Gegen die Gerichtsentscheidung können die Parteien binnen eines Monats nach Urteils-Zustellung Berufung beim Oberlandesgericht München anstrengen. Ob es in dem juristischen Streitfall auch zu einem Hauptverfahren kommen wird, ist jetzt noch nicht bekannt. Verfahren seien derzeit nicht anhängig, hieß es von dem Münchner Gericht.

Burda ist nicht der einzige Medienverlag, der juristische Schritte eingeleitet hat. Der Wort & Bild Verlag aus Baierbrunn hat beim Landgericht Berlin Antrag auf einstweilige Verfügung gegen den Bund gestellt. Das Berliner Gericht teilte auf Nachfrage mit, dass es noch keinen Termin in dem Verfahren gebe. Zum Portfolio des Wort & Bild Verlags zählt zum Beispiel die Marke «Apotheken Umschau».

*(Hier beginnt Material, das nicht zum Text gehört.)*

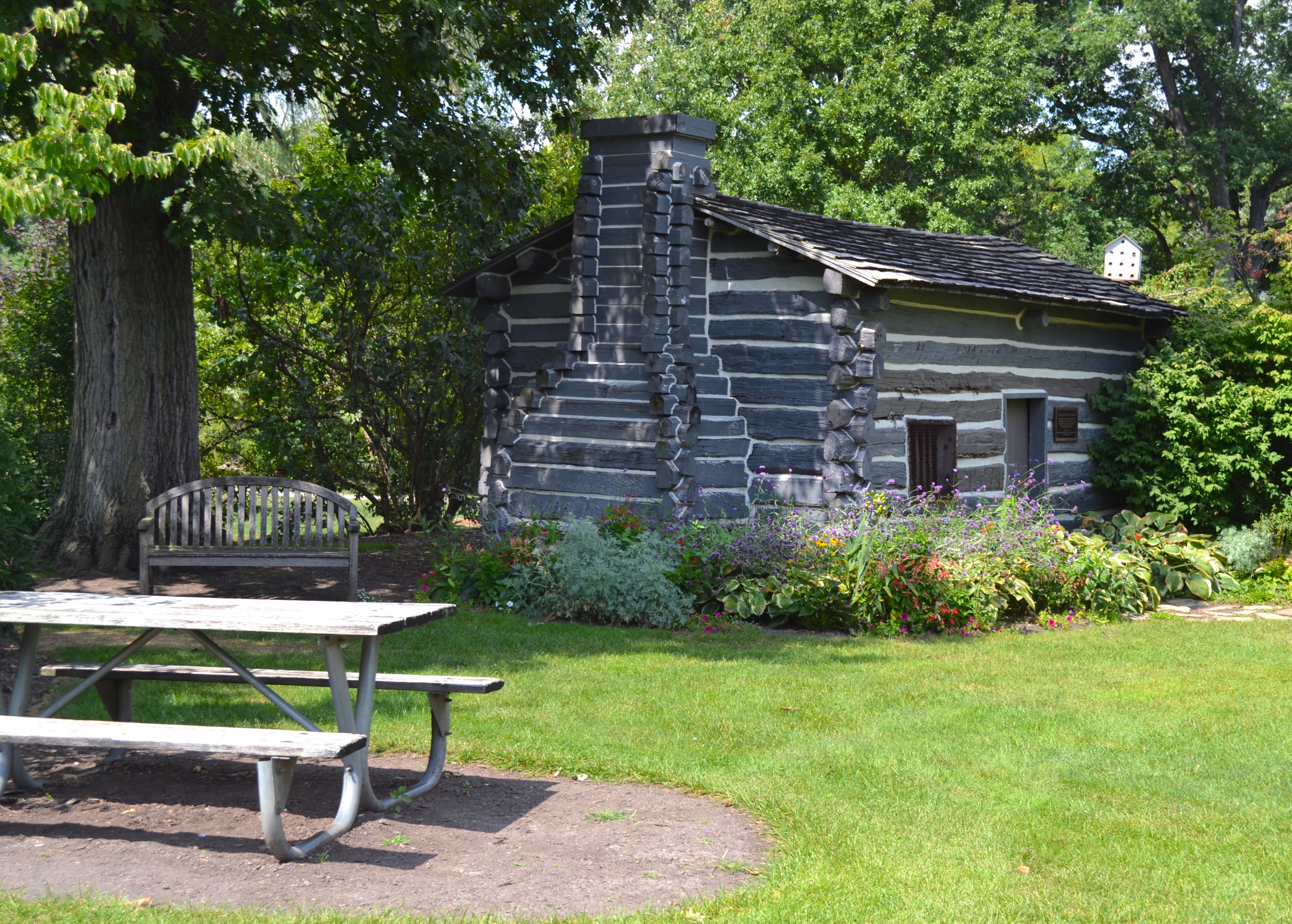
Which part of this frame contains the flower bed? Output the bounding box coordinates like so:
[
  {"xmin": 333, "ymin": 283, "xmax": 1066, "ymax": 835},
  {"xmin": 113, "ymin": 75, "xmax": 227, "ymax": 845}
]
[{"xmin": 419, "ymin": 481, "xmax": 1237, "ymax": 635}]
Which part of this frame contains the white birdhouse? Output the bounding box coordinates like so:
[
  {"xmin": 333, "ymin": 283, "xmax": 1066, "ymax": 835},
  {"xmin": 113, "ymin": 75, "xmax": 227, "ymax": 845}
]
[{"xmin": 1103, "ymin": 234, "xmax": 1143, "ymax": 282}]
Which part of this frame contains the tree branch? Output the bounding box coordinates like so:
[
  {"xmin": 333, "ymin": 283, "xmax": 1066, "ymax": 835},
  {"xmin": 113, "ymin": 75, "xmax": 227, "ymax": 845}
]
[{"xmin": 1152, "ymin": 43, "xmax": 1189, "ymax": 142}]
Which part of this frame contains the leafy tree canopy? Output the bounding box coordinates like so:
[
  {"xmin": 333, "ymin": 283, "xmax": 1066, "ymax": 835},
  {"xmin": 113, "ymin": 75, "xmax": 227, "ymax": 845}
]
[
  {"xmin": 0, "ymin": 0, "xmax": 639, "ymax": 230},
  {"xmin": 0, "ymin": 3, "xmax": 229, "ymax": 225},
  {"xmin": 606, "ymin": 0, "xmax": 1045, "ymax": 233},
  {"xmin": 1037, "ymin": 0, "xmax": 1292, "ymax": 271}
]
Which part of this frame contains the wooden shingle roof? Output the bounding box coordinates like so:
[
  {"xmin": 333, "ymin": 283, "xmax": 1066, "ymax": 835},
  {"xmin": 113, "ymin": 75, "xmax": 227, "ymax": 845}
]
[{"xmin": 695, "ymin": 195, "xmax": 1183, "ymax": 318}]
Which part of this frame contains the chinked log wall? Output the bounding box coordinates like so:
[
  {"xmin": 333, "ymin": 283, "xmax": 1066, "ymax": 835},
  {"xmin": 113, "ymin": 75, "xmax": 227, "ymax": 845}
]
[
  {"xmin": 708, "ymin": 229, "xmax": 888, "ymax": 507},
  {"xmin": 707, "ymin": 222, "xmax": 1143, "ymax": 508},
  {"xmin": 871, "ymin": 288, "xmax": 1143, "ymax": 509}
]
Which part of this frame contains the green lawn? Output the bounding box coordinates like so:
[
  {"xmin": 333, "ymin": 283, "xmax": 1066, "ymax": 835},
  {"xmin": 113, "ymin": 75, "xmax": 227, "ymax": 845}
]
[{"xmin": 7, "ymin": 610, "xmax": 1292, "ymax": 924}]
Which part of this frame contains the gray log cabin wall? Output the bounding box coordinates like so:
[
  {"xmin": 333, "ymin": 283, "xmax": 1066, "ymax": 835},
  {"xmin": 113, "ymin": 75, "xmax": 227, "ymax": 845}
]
[{"xmin": 468, "ymin": 115, "xmax": 1163, "ymax": 521}]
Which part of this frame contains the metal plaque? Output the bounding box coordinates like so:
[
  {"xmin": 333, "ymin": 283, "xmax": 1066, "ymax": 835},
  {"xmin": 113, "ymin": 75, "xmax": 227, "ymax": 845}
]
[{"xmin": 1054, "ymin": 407, "xmax": 1078, "ymax": 443}]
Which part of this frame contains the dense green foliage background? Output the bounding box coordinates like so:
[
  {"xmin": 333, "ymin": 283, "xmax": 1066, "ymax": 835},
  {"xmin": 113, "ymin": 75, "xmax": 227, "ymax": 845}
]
[
  {"xmin": 0, "ymin": 0, "xmax": 1292, "ymax": 571},
  {"xmin": 194, "ymin": 123, "xmax": 519, "ymax": 526}
]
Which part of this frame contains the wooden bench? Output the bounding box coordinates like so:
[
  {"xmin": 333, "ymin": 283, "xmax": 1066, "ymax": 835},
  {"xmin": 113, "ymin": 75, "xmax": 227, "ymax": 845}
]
[
  {"xmin": 0, "ymin": 716, "xmax": 368, "ymax": 862},
  {"xmin": 140, "ymin": 477, "xmax": 359, "ymax": 601},
  {"xmin": 40, "ymin": 662, "xmax": 503, "ymax": 812}
]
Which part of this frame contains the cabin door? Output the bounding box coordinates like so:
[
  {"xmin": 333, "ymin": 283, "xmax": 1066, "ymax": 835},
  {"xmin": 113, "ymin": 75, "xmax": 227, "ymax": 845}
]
[{"xmin": 1005, "ymin": 398, "xmax": 1032, "ymax": 478}]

Mit dem Gesundheitsportal beschäftigen sich derzeit in einem anderen Verfahren auch die Medienregulierer in Deutschland. Die Medienanstalt Hamburg/Schleswig-Holstein stieß Mitte Dezember das interne Verfahren gegen Google an. Es wird dabei geprüft, ob durch die prominente Darstellung des Gesundheitsportals andere journalistisch-redaktionelle Angebote aus dem Themenbereich Gesundheit diskriminiert werden. Härteste Sanktion könnte theoretisch sein, dass Google das Angebot nicht bevorzugt präsentieren darf. Der Konzern hätte dann wiederum die Möglichkeit, gegen die Entscheidung vor Gericht zu ziehen. Der Bund ist nicht Verfahrensgegner.